AMD Phenom X4 9950 BE
3 GB DDR2 800 MHz
DFi Lanparty DK 790FX-M2RS
Geforce 7950 GX2
Creative Soundblaster X-Fi
KillerNIC M1
Corsair HX1000W
Windows 7 Ultimate x64

Wisst ihr, woran es liegen könnte?

Gruß: Derber-Shit


----------



## mikee (4. Januar 2010)

Ja das hatte ich auch.
Nur stellt ich dann fest, dass das Update für Dirt1 war und nicht 2.
Vielleicht ist bei dir dassebe.


----------



## HolySh!t (4. Januar 2010)

mikee schrieb:


> Ja das hatte ich auch.
> Nur stellt ich dann fest, dass das Update für Dirt1 war und nicht 2.
> Vielleicht ist bei dir dassebe.


Ach du auch


----------



## Freeak (13. Januar 2010)

Für Dirt 2 gibt es noch gar keinen Patch, Mensch Leute ist bei einem so sauber Programmierten Titel auch gar nicht Nötig.


----------



## mikee (17. Januar 2010)

Leider hats einen schlimmen Bug.
Mit meinem Simulator crashen bestimmte Events.
Ist bei allen andern Usern auch so, im X-Sim forum ist desshalb der teufellos.
Dirt2 ist dadurch bei mir gar nicht mehr spielbar.
Ein Patch muss dringend her.
Habe ein X-Game Event gestartet,  man muss aber alle Tracks beenden,
leider ist das wegen des besagten Bugs bei mir nicht möglich.
Müsste vermutlich sogar Windows neu aufsetzen das Dirt2 wieder laufen würde.


----------



## moe (17. Januar 2010)

@Derber-Shit: gehts denn ohne patch? wenn ja, warum willst du dann den patch überhaupt installieren?


----------



## theo8888 (18. Januar 2010)

Ich habe ein anderes problem und zwar, dass ich die stimmen der anderen fahrer nicht höre. Oben links in der Ecke erscheint immer der Kopf von dem Fahrer oder der Fahrerin die gerade spricht aber der sound wird einfach nicht abgespielt...Der sound vom spiel ist aber ganz normal es sind halt nur die Stimmen. Wenn ich das spiel ein paar mal neu starte gehts dann meistens nach dem zehnten mal oder so aber es nervt einfach. Hat vll jemand das gleiche problem und eine lösung?


----------



## xXxatrush1987 (18. Januar 2010)

moin,

@theo8888:

vielleicht hilft es ja bei dir wenn du das mitinstallierte soundtool konfigurierst.
Rapture 3d heißt es und ist von blue ripple sound. das tool wird automatisch mitinstalliert bei dirt 2 und sorgt dafür das man schönen openal sound hat.
einfach mal mit den settings da probieren.

mfg


----------



## HolySh!t (18. Januar 2010)

theo8888 schrieb:


> Ich habe ein anderes problem und zwar, dass ich die stimmen der anderen fahrer nicht höre. Oben links in der Ecke erscheint immer der Kopf von dem Fahrer oder der Fahrerin die gerade spricht aber der sound wird einfach nicht abgespielt...Der sound vom spiel ist aber ganz normal es sind halt nur die Stimmen. Wenn ich das spiel ein paar mal neu starte gehts dann meistens nach dem zehnten mal oder so aber es nervt einfach. Hat vll jemand das gleiche problem und eine lösung?
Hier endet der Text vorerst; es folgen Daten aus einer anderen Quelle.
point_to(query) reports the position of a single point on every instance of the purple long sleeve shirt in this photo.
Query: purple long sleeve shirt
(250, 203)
Das ,,Problem´´ hab ich auch, bei mir is das immer von Renne zu Renne  unterschiedlich, aber mich stört es net.
Da Sprüche kennt man nach ner Zeit eh auswendig


----------



## smirking-joe88 (20. Januar 2010)

so weit ich weiß gibts für dirt2 bisweilen noch keinen patch und auf der codemasters seite wird auch nichts dementsprechendes angekündigt


----------